In the second hypothesis test for the inference for two population proportions, the null hypothesis is that the percentage of postundergraduate students whose mother tongue is unknown is not different from that of postgraduate students whose reported definite mother tongue which is neither Estonian nor Russian; the alternative hypothesis is that two percentages differs from each other.
There are three assumptions that lay the ground for the Chi-square independence test: 1) the numbers of two groups of postundergraduate students, and the remainders of the sample size minus the numbers of postundergraduate students are all 5 or greater; 2) independent samples; 3) simple random samples.
Based on the the finding above, we are confident that three assumptions are met.

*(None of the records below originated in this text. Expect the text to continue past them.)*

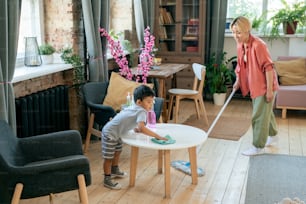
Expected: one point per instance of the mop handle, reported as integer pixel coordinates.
(220, 113)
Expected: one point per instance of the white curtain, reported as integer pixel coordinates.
(144, 16)
(9, 21)
(96, 15)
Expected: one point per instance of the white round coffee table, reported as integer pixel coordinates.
(186, 137)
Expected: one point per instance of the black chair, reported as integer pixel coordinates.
(41, 165)
(99, 114)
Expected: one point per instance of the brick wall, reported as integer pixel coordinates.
(64, 26)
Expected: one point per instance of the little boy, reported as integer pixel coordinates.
(133, 117)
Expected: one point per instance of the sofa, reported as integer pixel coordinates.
(292, 79)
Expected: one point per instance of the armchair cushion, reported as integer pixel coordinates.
(291, 72)
(118, 89)
(52, 145)
(44, 164)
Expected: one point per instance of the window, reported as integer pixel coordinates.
(31, 20)
(254, 8)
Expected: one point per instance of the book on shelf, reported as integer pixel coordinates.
(165, 16)
(190, 37)
(162, 32)
(163, 46)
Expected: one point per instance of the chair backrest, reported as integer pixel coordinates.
(95, 92)
(158, 107)
(200, 72)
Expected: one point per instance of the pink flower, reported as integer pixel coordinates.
(145, 58)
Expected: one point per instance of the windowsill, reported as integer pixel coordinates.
(25, 73)
(229, 34)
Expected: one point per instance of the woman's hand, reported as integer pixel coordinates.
(269, 96)
(236, 85)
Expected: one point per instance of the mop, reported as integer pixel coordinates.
(185, 166)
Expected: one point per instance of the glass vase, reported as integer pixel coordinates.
(32, 57)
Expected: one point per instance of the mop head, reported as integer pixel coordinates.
(185, 167)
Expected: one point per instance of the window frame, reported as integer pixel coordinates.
(37, 20)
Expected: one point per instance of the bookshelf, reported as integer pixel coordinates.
(180, 34)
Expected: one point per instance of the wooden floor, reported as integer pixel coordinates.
(226, 169)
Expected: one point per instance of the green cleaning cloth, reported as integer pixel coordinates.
(164, 142)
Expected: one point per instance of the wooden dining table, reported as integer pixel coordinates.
(163, 72)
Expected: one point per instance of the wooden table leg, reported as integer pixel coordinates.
(160, 161)
(167, 173)
(133, 165)
(193, 164)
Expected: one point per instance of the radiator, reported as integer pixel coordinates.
(42, 112)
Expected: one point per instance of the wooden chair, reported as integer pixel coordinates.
(195, 93)
(41, 165)
(99, 114)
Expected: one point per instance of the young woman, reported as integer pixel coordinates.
(255, 74)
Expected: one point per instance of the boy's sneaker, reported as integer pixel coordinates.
(253, 151)
(117, 173)
(109, 183)
(271, 140)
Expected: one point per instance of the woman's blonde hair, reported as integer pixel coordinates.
(242, 23)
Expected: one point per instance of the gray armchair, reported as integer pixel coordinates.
(99, 114)
(41, 165)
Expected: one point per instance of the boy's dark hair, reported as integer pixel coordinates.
(142, 91)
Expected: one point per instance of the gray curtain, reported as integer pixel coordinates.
(9, 21)
(144, 16)
(215, 27)
(96, 15)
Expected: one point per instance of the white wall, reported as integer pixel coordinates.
(290, 45)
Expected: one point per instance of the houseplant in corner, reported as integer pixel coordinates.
(46, 52)
(218, 77)
(290, 16)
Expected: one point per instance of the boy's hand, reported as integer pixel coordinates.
(161, 138)
(136, 130)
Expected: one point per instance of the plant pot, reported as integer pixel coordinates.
(219, 98)
(289, 28)
(47, 59)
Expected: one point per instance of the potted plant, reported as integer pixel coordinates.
(218, 77)
(46, 51)
(289, 17)
(69, 57)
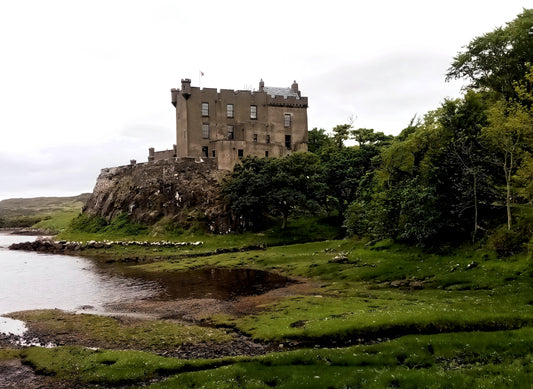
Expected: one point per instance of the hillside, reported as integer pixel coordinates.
(48, 213)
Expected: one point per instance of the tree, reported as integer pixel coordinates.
(365, 136)
(341, 133)
(496, 60)
(278, 186)
(463, 164)
(508, 134)
(295, 182)
(318, 140)
(245, 188)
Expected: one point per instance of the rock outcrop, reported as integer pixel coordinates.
(186, 190)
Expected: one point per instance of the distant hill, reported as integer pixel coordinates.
(26, 212)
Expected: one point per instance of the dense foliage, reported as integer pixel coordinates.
(462, 172)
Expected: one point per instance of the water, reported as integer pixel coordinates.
(30, 280)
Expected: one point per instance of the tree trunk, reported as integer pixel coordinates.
(474, 175)
(284, 222)
(508, 170)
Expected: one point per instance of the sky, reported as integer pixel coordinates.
(85, 85)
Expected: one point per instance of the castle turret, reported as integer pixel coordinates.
(186, 87)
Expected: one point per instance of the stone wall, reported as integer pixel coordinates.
(184, 189)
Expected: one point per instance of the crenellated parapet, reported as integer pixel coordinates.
(287, 101)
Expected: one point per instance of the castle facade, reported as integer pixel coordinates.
(227, 125)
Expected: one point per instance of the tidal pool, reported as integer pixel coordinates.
(30, 280)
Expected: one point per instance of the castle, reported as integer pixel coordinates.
(228, 125)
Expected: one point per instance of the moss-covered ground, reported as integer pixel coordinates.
(377, 316)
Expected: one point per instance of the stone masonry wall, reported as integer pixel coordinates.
(184, 189)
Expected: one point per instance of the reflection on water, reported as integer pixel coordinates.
(218, 283)
(30, 280)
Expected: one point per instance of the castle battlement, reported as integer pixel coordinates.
(226, 125)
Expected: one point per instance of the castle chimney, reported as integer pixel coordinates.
(186, 87)
(294, 87)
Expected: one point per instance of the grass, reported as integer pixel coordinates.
(102, 331)
(433, 307)
(478, 359)
(298, 230)
(109, 367)
(501, 359)
(356, 298)
(45, 213)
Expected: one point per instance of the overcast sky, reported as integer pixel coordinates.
(86, 84)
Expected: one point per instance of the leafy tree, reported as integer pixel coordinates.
(344, 170)
(341, 133)
(295, 182)
(245, 189)
(463, 170)
(318, 140)
(278, 186)
(365, 136)
(508, 134)
(496, 60)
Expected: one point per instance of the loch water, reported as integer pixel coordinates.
(31, 280)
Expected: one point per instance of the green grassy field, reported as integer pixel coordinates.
(375, 315)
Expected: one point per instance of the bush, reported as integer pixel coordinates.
(507, 242)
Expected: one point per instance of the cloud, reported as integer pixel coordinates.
(381, 92)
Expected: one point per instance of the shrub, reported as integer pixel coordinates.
(507, 242)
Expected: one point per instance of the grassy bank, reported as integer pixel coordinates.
(479, 359)
(376, 316)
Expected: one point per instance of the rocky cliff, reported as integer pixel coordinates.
(185, 190)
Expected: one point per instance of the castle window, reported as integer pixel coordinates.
(205, 131)
(287, 120)
(205, 109)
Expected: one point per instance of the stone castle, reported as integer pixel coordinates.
(228, 125)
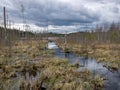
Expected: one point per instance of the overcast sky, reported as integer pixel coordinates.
(62, 14)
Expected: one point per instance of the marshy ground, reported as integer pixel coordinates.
(28, 65)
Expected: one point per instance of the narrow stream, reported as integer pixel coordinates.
(113, 78)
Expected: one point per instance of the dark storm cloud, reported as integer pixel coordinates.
(58, 13)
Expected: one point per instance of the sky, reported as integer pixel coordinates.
(61, 15)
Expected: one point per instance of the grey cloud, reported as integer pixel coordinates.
(57, 12)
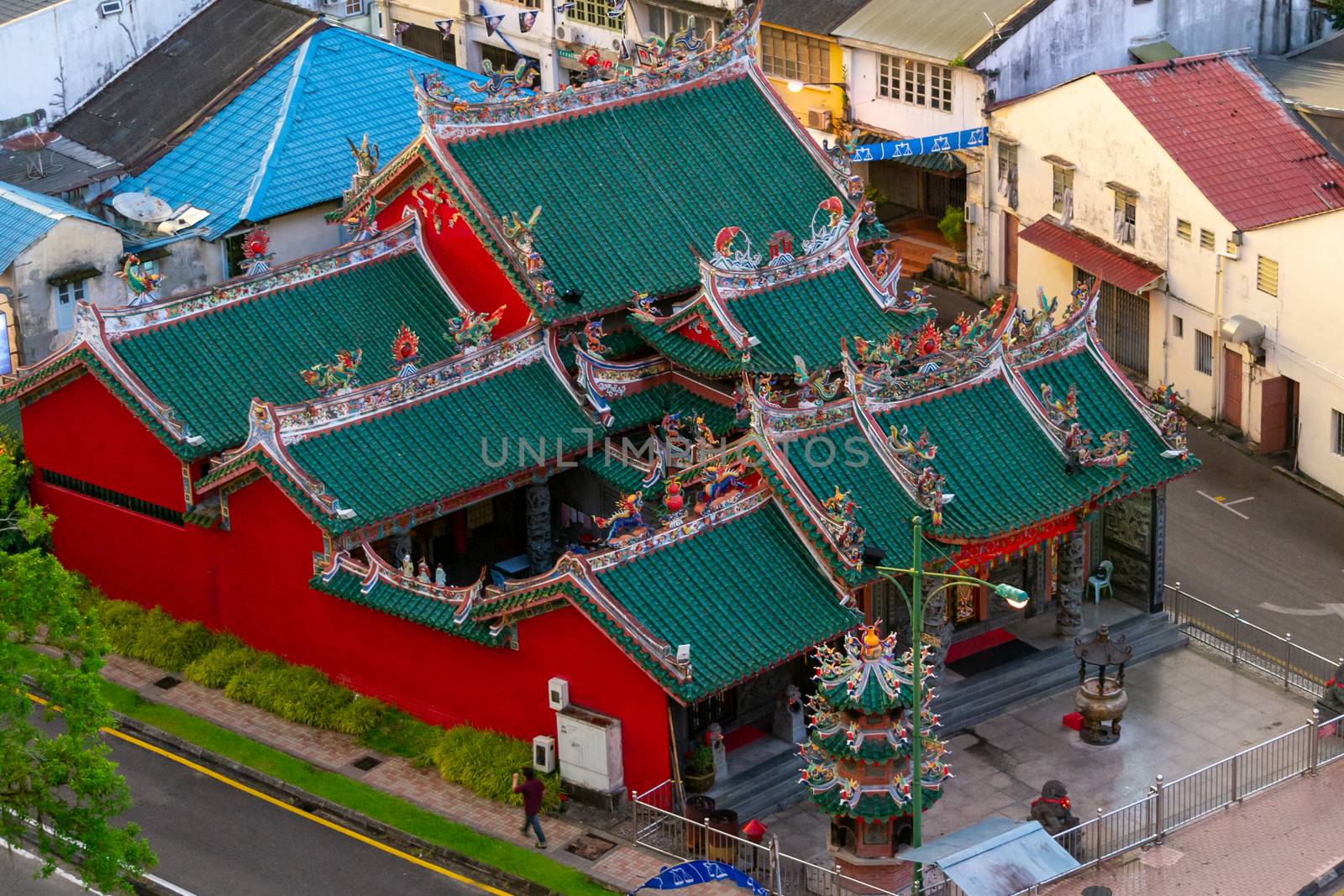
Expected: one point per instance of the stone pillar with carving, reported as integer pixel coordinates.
(539, 539)
(1068, 617)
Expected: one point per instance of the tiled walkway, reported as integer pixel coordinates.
(624, 868)
(1274, 842)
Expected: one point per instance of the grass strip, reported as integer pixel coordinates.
(382, 806)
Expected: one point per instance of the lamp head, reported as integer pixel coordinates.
(1016, 598)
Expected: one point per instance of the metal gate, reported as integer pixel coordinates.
(1121, 322)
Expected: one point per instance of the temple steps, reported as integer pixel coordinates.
(769, 779)
(963, 705)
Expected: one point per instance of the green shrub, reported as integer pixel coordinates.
(226, 660)
(360, 716)
(299, 694)
(484, 762)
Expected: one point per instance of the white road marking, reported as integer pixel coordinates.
(1226, 504)
(167, 886)
(60, 872)
(1326, 610)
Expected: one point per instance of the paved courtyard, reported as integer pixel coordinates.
(1187, 710)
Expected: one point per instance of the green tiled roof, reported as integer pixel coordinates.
(648, 406)
(884, 506)
(627, 188)
(1102, 407)
(1001, 468)
(745, 595)
(210, 365)
(445, 445)
(808, 317)
(694, 356)
(405, 605)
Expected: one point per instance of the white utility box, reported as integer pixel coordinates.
(589, 748)
(543, 754)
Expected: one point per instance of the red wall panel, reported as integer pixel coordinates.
(253, 580)
(85, 432)
(464, 262)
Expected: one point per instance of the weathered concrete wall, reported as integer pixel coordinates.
(71, 244)
(1073, 38)
(69, 50)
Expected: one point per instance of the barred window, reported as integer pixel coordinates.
(595, 13)
(918, 83)
(795, 56)
(108, 496)
(1267, 275)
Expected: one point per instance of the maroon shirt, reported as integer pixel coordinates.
(533, 792)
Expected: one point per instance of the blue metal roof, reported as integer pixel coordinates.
(280, 144)
(26, 217)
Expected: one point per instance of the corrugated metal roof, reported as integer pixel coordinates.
(280, 145)
(26, 217)
(1227, 129)
(1156, 51)
(927, 27)
(1093, 255)
(11, 9)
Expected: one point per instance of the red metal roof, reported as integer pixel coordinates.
(1227, 129)
(1086, 251)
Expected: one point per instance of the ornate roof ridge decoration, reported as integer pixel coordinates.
(1162, 410)
(396, 241)
(1058, 419)
(89, 345)
(911, 463)
(963, 355)
(452, 117)
(375, 570)
(1035, 338)
(302, 419)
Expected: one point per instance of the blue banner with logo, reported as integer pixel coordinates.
(702, 872)
(922, 145)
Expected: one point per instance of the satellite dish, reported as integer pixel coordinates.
(141, 207)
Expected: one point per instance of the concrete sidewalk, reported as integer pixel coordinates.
(1187, 710)
(1274, 842)
(622, 868)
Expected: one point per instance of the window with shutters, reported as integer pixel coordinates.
(1062, 184)
(795, 56)
(1008, 172)
(1267, 275)
(1203, 352)
(1126, 217)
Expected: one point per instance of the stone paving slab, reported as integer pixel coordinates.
(1273, 842)
(1187, 710)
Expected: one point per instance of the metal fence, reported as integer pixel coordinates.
(1168, 805)
(1299, 668)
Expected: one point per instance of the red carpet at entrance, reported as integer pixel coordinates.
(979, 642)
(741, 738)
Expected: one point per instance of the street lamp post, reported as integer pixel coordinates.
(916, 600)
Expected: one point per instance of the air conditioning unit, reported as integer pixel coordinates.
(543, 754)
(558, 694)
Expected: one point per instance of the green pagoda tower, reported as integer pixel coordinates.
(858, 754)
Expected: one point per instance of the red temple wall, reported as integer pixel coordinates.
(253, 580)
(464, 262)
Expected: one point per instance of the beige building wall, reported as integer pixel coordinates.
(1203, 286)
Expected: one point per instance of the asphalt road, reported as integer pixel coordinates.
(217, 840)
(1242, 537)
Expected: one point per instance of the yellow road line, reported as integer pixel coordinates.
(281, 804)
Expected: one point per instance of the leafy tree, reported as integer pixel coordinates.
(58, 788)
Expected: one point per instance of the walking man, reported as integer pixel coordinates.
(533, 792)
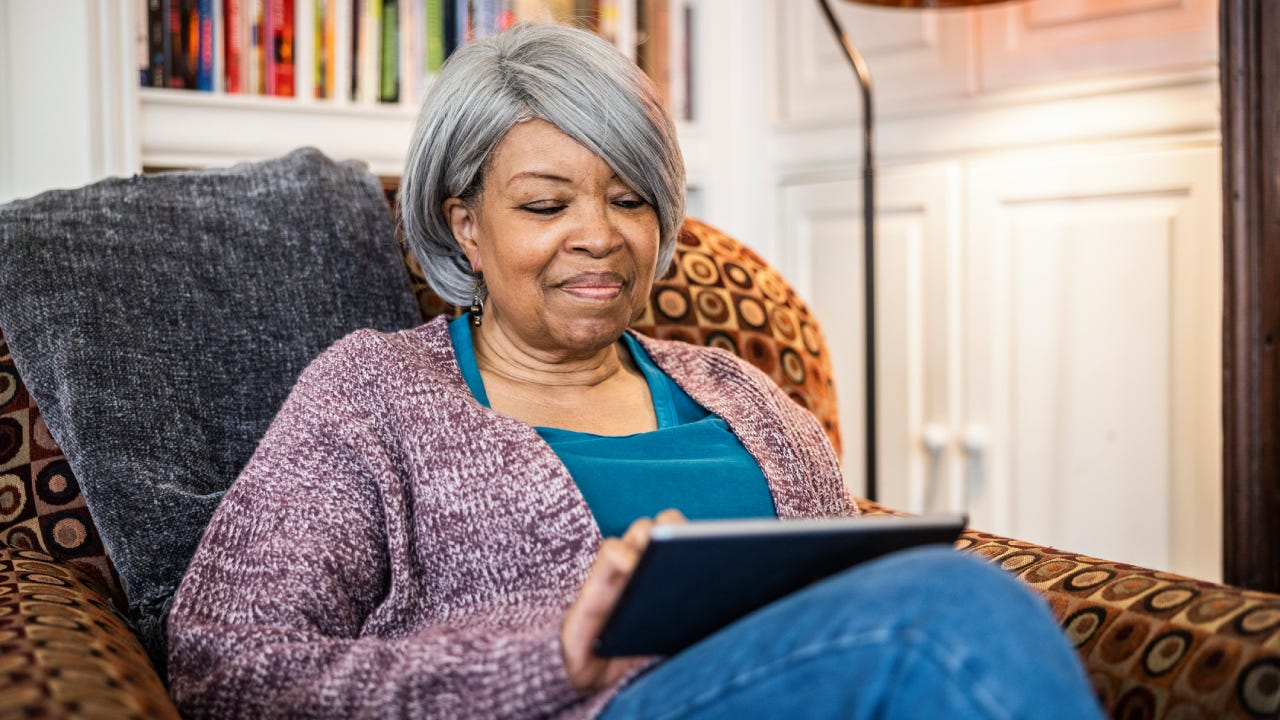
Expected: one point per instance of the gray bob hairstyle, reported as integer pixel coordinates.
(567, 77)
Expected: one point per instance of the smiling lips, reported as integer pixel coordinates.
(594, 286)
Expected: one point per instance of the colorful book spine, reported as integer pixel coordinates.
(388, 64)
(233, 45)
(280, 49)
(205, 45)
(323, 49)
(256, 54)
(158, 44)
(435, 44)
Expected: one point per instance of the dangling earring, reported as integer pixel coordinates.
(478, 301)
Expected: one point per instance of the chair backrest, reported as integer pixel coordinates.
(718, 294)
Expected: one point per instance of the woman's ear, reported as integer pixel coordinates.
(462, 223)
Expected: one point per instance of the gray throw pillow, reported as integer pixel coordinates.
(160, 320)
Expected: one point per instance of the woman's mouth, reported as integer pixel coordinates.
(594, 286)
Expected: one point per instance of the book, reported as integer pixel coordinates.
(435, 40)
(389, 53)
(204, 46)
(233, 46)
(280, 37)
(158, 44)
(256, 48)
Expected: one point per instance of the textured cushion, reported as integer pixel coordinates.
(64, 652)
(160, 320)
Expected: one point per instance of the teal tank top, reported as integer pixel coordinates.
(691, 463)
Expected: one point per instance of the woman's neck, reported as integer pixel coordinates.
(504, 355)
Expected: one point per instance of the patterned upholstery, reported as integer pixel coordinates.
(64, 652)
(41, 506)
(1156, 646)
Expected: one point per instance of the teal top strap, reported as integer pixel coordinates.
(693, 461)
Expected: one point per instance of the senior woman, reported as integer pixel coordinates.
(423, 529)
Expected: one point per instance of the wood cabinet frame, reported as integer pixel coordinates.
(1249, 60)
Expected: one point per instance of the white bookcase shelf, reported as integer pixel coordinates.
(182, 128)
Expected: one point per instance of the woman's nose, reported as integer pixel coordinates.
(597, 235)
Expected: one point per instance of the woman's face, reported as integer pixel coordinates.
(567, 250)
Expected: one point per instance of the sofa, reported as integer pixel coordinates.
(73, 641)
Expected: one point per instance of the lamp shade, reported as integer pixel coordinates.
(926, 3)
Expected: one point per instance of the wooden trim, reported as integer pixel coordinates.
(1249, 60)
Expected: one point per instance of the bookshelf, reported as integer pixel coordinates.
(183, 128)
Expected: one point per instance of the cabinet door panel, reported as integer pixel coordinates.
(912, 57)
(917, 278)
(1059, 40)
(1093, 331)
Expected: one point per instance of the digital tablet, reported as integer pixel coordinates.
(696, 578)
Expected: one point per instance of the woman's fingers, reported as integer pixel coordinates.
(595, 600)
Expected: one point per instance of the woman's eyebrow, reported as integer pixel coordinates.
(540, 176)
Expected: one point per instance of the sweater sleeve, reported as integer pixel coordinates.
(272, 616)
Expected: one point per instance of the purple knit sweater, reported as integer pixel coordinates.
(394, 548)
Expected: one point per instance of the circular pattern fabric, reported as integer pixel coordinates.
(1155, 645)
(64, 652)
(41, 505)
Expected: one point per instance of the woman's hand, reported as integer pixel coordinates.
(595, 600)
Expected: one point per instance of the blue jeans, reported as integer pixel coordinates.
(924, 633)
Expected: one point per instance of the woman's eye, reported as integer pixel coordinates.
(630, 203)
(543, 208)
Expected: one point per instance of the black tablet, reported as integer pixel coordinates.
(696, 578)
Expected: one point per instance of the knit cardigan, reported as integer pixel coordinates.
(393, 548)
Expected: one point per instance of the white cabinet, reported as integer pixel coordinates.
(1048, 261)
(918, 329)
(1047, 342)
(1092, 329)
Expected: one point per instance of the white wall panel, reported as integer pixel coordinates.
(912, 57)
(1093, 329)
(1056, 40)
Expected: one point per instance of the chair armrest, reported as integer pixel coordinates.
(64, 651)
(1155, 645)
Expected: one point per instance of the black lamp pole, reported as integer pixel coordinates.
(864, 81)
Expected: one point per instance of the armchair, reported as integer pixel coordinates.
(1155, 645)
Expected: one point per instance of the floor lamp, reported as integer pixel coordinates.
(864, 82)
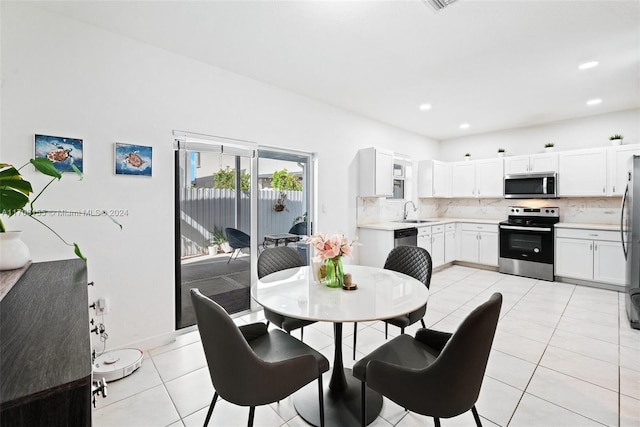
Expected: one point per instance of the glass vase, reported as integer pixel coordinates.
(335, 273)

prop <- prop.test(x = c(238, 214), n = c(354, 422))
prop
##
## 2-sample test for equality of proportions with continuity correction
##
## data: c(238, 214) out of c(354, 422)
## X-squared = 20.931, df = 1, p-value = 4.761e-06
## alternative hypothesis: two.sided
## 95 percent confidence interval:
## 0.09430225 0.23611251
## sample estimates:
## prop 1 prop 2
## 0.6723164 0.5071090
Since the P-value is far lower than 0.001, at the 5 per cent significant level, we have outstandingly stronger evidence to reject the null hypothesis in favour of the alternative hypothesis; in other words, the proportion of postundergraduate students whose mother tongue is unknown significantly differs from the proportion of postundergraduate students whose mother tongue, clearly reported, is neither Estonian nor Russian.